Columns, Opinion

MAOUYO: From quill-point, with love

For me, there’s something incredibly unnerving about my parents coming to visit, which they did last weekend. Of course, they’d never really visited me before, and I’d never encouraged it. They moved me in and out freshman year, dropped me off sophomore year, but haven’t been back since. I’ve been plenty happy with that. Parents coming to visit means answering the questions: Who should I invite to dinner? Where should we eat? What should we do? Will they like my friends? Will they want to hang out all the time? Should I clean up? And so on and so forth. (By the way, out of all of those questions, I was only confident about my answer to the last one, an obvious yes, and I still didn’t, really. Fail).

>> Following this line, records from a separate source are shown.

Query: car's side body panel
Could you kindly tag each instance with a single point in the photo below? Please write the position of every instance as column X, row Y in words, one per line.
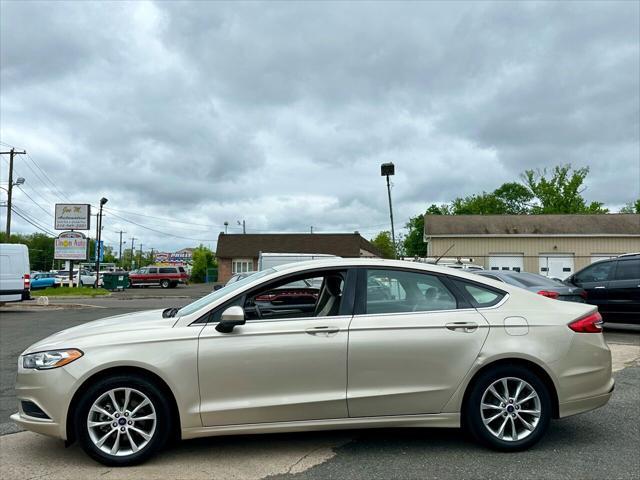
column 274, row 371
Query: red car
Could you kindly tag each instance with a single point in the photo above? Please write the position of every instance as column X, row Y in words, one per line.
column 164, row 276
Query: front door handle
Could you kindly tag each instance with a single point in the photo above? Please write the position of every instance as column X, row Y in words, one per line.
column 326, row 331
column 467, row 327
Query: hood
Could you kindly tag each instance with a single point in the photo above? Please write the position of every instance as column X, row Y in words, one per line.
column 75, row 337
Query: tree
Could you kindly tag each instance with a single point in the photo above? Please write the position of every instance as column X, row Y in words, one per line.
column 384, row 243
column 561, row 193
column 631, row 207
column 202, row 259
column 414, row 244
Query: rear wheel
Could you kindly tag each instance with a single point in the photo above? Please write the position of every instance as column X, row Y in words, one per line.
column 122, row 420
column 508, row 409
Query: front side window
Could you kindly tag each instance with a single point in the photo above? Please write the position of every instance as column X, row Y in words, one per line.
column 598, row 272
column 628, row 270
column 317, row 294
column 242, row 265
column 397, row 291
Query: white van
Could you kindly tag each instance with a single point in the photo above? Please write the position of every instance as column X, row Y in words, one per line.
column 15, row 276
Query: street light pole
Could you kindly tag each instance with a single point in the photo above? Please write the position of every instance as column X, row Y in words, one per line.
column 386, row 170
column 98, row 249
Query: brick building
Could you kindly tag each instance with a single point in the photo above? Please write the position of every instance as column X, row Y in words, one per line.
column 239, row 252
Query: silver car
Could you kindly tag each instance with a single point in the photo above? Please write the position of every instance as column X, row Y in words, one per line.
column 384, row 343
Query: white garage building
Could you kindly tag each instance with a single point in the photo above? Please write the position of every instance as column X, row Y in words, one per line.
column 552, row 245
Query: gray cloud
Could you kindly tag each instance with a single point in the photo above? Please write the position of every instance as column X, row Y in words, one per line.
column 280, row 113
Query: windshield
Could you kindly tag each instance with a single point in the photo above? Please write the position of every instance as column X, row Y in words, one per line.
column 217, row 294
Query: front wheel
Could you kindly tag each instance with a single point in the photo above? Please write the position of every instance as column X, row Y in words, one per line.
column 508, row 409
column 123, row 420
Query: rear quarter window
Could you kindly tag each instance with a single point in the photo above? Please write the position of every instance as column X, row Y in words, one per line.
column 481, row 296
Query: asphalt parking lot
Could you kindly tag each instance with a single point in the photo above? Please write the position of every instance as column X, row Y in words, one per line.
column 599, row 444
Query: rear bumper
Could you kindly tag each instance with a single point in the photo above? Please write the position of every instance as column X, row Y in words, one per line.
column 585, row 404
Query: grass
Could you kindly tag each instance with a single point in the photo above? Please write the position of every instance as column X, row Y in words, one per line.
column 69, row 291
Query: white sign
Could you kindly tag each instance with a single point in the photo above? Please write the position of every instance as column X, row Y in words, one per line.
column 73, row 216
column 70, row 246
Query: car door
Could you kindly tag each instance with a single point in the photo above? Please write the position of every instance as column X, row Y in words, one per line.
column 624, row 290
column 594, row 279
column 410, row 349
column 287, row 364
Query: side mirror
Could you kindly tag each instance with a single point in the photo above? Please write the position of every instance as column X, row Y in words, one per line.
column 230, row 318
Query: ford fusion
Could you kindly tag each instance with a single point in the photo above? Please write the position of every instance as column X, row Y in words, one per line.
column 381, row 344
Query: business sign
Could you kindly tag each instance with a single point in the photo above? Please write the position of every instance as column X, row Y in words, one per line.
column 70, row 246
column 182, row 256
column 73, row 216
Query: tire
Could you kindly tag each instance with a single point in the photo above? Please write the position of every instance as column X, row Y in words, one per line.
column 529, row 427
column 133, row 448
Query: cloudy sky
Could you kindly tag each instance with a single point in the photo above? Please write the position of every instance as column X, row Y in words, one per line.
column 187, row 115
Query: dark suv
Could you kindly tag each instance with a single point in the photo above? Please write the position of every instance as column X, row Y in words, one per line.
column 614, row 286
column 164, row 276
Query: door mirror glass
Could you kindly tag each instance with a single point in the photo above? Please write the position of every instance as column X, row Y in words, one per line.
column 231, row 317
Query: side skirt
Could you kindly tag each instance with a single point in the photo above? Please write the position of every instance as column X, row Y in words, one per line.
column 441, row 420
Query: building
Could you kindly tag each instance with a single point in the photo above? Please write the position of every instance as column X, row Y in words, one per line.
column 552, row 245
column 239, row 252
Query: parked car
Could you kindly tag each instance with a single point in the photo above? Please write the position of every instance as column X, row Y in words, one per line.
column 545, row 286
column 166, row 277
column 613, row 286
column 449, row 348
column 44, row 280
column 15, row 276
column 87, row 279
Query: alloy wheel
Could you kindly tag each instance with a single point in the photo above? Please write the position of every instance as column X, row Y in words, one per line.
column 510, row 409
column 122, row 421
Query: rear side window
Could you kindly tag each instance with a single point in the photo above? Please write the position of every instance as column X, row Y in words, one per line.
column 481, row 296
column 598, row 272
column 628, row 270
column 398, row 291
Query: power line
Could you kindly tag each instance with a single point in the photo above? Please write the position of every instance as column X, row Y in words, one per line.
column 34, row 202
column 161, row 232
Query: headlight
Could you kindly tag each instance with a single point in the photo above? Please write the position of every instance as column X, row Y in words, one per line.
column 50, row 359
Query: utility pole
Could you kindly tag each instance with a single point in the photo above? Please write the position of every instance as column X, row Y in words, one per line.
column 133, row 239
column 120, row 254
column 11, row 154
column 388, row 169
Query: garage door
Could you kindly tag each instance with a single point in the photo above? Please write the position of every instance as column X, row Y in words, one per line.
column 506, row 261
column 556, row 265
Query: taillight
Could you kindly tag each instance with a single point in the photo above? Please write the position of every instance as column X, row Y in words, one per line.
column 548, row 294
column 590, row 324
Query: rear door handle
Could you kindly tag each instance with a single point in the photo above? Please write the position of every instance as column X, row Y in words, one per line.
column 326, row 331
column 467, row 327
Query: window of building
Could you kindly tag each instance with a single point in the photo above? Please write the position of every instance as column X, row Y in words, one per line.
column 241, row 265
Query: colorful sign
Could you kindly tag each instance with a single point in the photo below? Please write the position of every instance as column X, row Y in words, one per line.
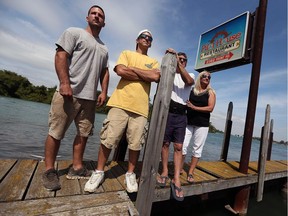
column 223, row 44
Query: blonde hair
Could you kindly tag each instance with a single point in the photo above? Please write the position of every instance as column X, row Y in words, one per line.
column 197, row 86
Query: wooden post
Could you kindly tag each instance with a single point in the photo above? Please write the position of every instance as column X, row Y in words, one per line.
column 269, row 152
column 258, row 39
column 227, row 133
column 242, row 196
column 263, row 156
column 155, row 137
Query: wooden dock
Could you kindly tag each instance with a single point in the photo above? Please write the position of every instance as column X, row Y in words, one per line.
column 22, row 193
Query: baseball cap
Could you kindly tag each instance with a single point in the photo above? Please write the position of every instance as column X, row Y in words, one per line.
column 144, row 30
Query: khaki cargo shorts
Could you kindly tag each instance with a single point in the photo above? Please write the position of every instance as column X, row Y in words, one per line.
column 63, row 111
column 114, row 127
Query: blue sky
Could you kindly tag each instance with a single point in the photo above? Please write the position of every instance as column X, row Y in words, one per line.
column 29, row 29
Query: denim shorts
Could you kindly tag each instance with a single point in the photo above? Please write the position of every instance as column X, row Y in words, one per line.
column 63, row 111
column 114, row 126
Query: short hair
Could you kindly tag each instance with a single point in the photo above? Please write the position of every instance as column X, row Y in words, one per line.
column 181, row 53
column 97, row 7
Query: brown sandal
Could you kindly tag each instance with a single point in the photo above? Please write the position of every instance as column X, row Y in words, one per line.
column 190, row 176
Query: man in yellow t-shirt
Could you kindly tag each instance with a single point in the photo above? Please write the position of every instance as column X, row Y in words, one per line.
column 129, row 108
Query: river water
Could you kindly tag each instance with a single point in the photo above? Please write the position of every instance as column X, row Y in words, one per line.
column 23, row 130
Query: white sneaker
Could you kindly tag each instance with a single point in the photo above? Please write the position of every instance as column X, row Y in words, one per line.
column 95, row 180
column 131, row 184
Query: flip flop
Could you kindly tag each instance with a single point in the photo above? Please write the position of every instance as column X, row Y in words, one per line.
column 190, row 176
column 173, row 189
column 161, row 183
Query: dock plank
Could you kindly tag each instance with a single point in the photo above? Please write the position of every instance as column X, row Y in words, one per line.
column 36, row 189
column 199, row 175
column 107, row 202
column 111, row 183
column 5, row 166
column 68, row 186
column 271, row 166
column 220, row 169
column 15, row 183
column 118, row 172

Happily, my parents weren’t too demanding about being kept entertained; in fact, they were pretty down with relaxing, walking around and going out to eat. But on this past (holy crap, another?) rainy Saturday morning, exploring the greater Boston area seemed like an awful idea. Intermittent mists and torrential downpours kind of threw a wrench into, say, walking around the Boston Common, looking around Harvard Square, checking out Downtown Crossing, etc. Let’s be honest, being in and out of the rain while making your way from small, interesting shop to small, interesting shop, is at least as much of a hassle as simply being in the rain. Opening and closing umbrellas, putting on and taking off and hanging and un-hanging jackets, listening to floors squeak under wet shoes (and if you’re lucky enough to have glasses, having them fog up every time you go inside) are all more miserable, in my opinion, than just standing in the rain with an umbrella (though that’s somewhat contingent upon the wind factor).

It should be obvious – a phrase which should never be in a textbook, but will suffice here – that the best option was to find some place where we could be inside, and be amused for a significant amount of time. Our options boiled down to the Prudential Center/Copley Place Mall or a museum of some sort. The choice between window shopping and a more culturally cultivating experience at an art museum wasn’t a difficult one for my parents. So off we went to the Isabella Stewart Gardner Museum. (I’ve been informed correctly, admission to said museum is free if your name is Isabella. Admission to the King St. Stephen Museum in Hungary or the Stephen Museum in Fayette, Mo. doesn’t work similarly, compliments of Google).

My parents and I had already been to the Gardner Museum, a fact that was neither forgotten nor of any importance. I just like a museum that’s small enough to be seen in a few hours, without making choices about what I want to see, and this museum fits the bill. The strict rules at the Gardner Museum also make for a pretty consistent show. There was hardly a moment that didn’t pass when a security guard wasn’t catching someone attempting to use his/her cell phone or forcing someone to check a coat/scarf or else tie it around his/ her waist (which looks hilarious). And of course, like at all art museums, there are couples or even groups traveling together through the museum, but all listening to the guided audio tour at the same time, so their laughter and general reactions are unexpectedly en masse.

Making her way through the museum a little ahead of my dad and me, my mom semi-stumbled upon an exhibition case of letters collected by Isabella Gardner. Letters from presidents to other officials. Appointments and such. She called me over to see it for myself and I, someone who would consider himself not particularly easily impressed, was impressed. There I was, reading handwritten letters from George Washington and John Quincy Adams (Adams’ handwriting was as close to perfect as I’ve seen handwriting) and attempting to read a letter from James Monroe (who, in contrast, had awful handwriting).

It threw me for a loop that there was actually a time before letterheads and lithographed signatures and printers and mechanized/computerized word processing. I bought a typewriter this summer for five dollars on eBay, a 1906 Royal #1 that weighs about 30 pounds. It’s beautiful, and although I haven’t gotten it to work yet, I bought it because when it does eventually work and I eventually use it, there’ll be a sense of permanence that isn’t as achievable on a computer. And then I saw handwritten letters from presidents. I wonder how many revisions they did, how many ink-blotted letters had to be thrown away before a draft was neat and perfect and presidential enough to be sent and read. Every word, every letter, every quill stroke must have been calculated and purposeful. And to some extent, I feel like this unhurriedness must have been preeminent in thought and action in the other arenas of life, out of habit and/or necessity. In our hyper-revisable world, it’s quite possible that we lose a sense of careful deliberation in our liveliness and undertakings.